From 52412c990ceaf940d6be40f66c9452da6a713483 Mon Sep 17 00:00:00 2001
From: Christian Pavese <cpav@dtu.dk>
Date: Tue, 3 May 2016 09:48:15 +0200
Subject: [PATCH] Adding function to compute envelope of envelopes

---
 wetb/prepost/Simulations.py | 253 ++++++++++++++++++++++++++++++------
 1 file changed, 216 insertions(+), 37 deletions(-)

diff --git a/wetb/prepost/Simulations.py b/wetb/prepost/Simulations.py
index 75610151..894fb7d1 100755
--- a/wetb/prepost/Simulations.py
+++ b/wetb/prepost/Simulations.py
@@ -3294,6 +3294,181 @@ class WeibullParameters(object):
         self.Vstep = 2.
         self.shape_k = 2.
 
+def compute_env_of_env(envelope, dlc_list, Nx=300, Nsectors=12,Ntheta=181):
+    """
+    The function computes load envelopes for given channels and a groups of 
+    load cases starting from the envelopes computed for single simulations.
+    The output is the envelope of the envelopes of the single simulations.

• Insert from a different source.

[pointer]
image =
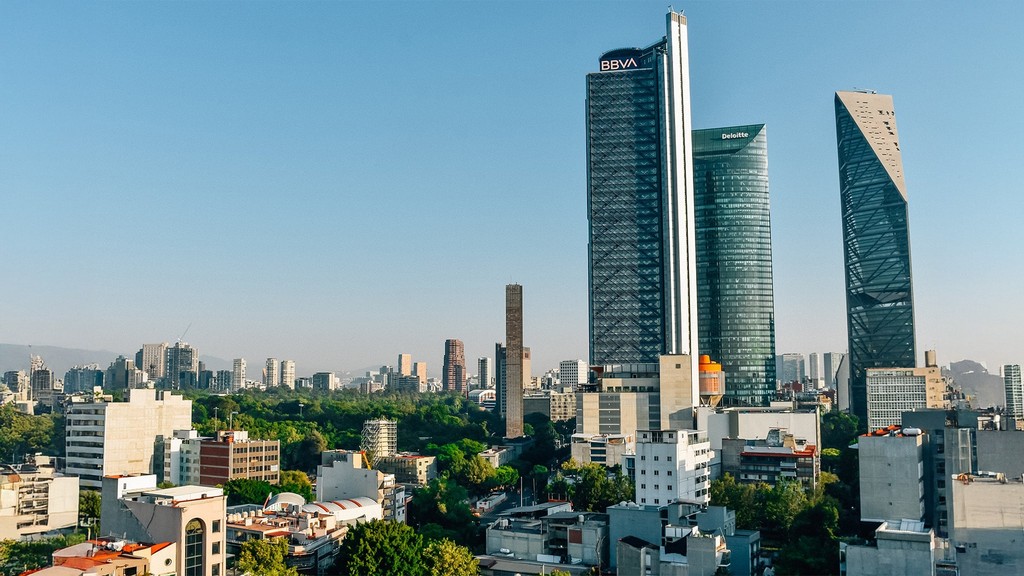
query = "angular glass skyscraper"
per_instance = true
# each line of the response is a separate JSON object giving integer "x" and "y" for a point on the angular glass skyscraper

+    This total envelope is projected on defined polar directions.
+
+    Parameters
+    ----------
+
+    envelope : dict, dictionaries of interpolated envelopes of a given 
+                    channel (it's important that each entry of the dictonary
+                    contains a matrix of the same dimensions). The dictonary
+                    is organized by load case
+
+    dlc_list : list, list of load cases
+
+    Nx : int, default=300
+        Number of points for the envelope interpolation
+    
+    Nsectors: int, default=12
+        Number of sectors in which the total envelope will be divided. The
+        default is every 30deg
+    
+    Ntheta; int, default=181
+        Number of angles in which the envelope is interpolated in polar
+        coordinates.
+    
+    Returns
+    -------
+
+    envelope : array (Nsectors x 6), 
+        Total envelope projected on the number of angles defined in Nsectors.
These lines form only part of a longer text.